In the Central Interior of BC, ancient forests, winding rivers, and rolling hills have nurtured thriving ecosystems and sustained Indigenous Peoples since time immemorial. For countless seasons, this region has been home, provider, and teacher. Yet over the last century, industrial activity has carved roads and cleared forests, diminishing the region’s rich biodiversity and weakening its natural resilience to climate change.
This is why we are launching the Climate Resilience Network for BC’s Central Interior, an initiative designed to catalyze the power of local communities as they reclaim their role as stewards of the region’s waters and lands. The network will help create new partnerships and rediscover ones from the past.

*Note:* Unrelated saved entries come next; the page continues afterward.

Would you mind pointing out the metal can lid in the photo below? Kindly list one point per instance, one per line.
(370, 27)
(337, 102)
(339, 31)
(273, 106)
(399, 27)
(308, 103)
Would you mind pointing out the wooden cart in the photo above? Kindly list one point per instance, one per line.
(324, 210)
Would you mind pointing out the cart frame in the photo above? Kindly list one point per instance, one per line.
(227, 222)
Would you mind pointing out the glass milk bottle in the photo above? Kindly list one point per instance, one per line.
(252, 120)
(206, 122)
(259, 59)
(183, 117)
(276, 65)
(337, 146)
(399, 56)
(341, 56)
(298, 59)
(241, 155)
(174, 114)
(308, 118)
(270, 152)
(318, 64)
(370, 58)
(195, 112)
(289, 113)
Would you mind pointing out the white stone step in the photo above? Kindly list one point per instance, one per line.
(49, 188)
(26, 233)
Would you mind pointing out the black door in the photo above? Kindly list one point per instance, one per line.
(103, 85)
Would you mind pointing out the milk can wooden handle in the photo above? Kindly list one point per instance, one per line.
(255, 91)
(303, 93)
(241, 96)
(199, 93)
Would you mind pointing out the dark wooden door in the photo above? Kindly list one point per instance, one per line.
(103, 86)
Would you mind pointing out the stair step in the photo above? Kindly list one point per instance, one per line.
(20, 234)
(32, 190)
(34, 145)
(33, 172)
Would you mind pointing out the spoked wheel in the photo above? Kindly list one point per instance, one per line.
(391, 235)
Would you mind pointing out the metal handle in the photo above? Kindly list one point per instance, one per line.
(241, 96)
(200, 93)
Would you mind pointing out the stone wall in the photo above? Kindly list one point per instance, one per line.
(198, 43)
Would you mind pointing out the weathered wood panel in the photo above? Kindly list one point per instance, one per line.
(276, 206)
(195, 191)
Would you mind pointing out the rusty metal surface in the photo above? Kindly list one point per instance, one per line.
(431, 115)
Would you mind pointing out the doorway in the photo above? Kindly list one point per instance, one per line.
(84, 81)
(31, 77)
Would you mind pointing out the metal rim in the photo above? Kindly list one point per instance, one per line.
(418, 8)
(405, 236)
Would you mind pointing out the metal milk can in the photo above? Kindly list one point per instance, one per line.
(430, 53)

It will foster shared knowledge and tools, promote the pooling of capacity and resources, and bring together unlikely allies who, despite their differences, share a desire to sustain and revitalize the ecological and economic heart of British Columbia.
Under the guidance of Indigenous communities whose territories span the Central Interior region, the initiative will grow as an expression of their values, rights, and visions for the future. It will also create space for collaboration across diverse political, cultural, social, and economic interests—both Indigenous and settler—which need to be part of any lasting solution.
Over the next five years, the Climate Resilience Network will:
- Build and strengthen relationships among the region’s forest-based communities.
- Conduct regional analyses to identify and protect natural ecosystems at multiple scales.
- Support Indigenous and rural communities with visioning, land-use planning, facilitation, and access to funding.
- Co-create economic futures scenarios that explore viable, community-led transition pathways away from primary forest logging and toward land stewardship that supports biodiversity, climate resilience, and local well-being.
Through thoughtful analysis, visionary planning, and protection of the region’s life-giving forests and waterways, we’re going to prove it’s possible for communities to care for this region’s natural ecosystems in accordance with their deepest cultural, ecological, and economic values.
This work is rooted in the belief that the people who live closest to the land are best positioned to protect it. We’re honoured to walk alongside them.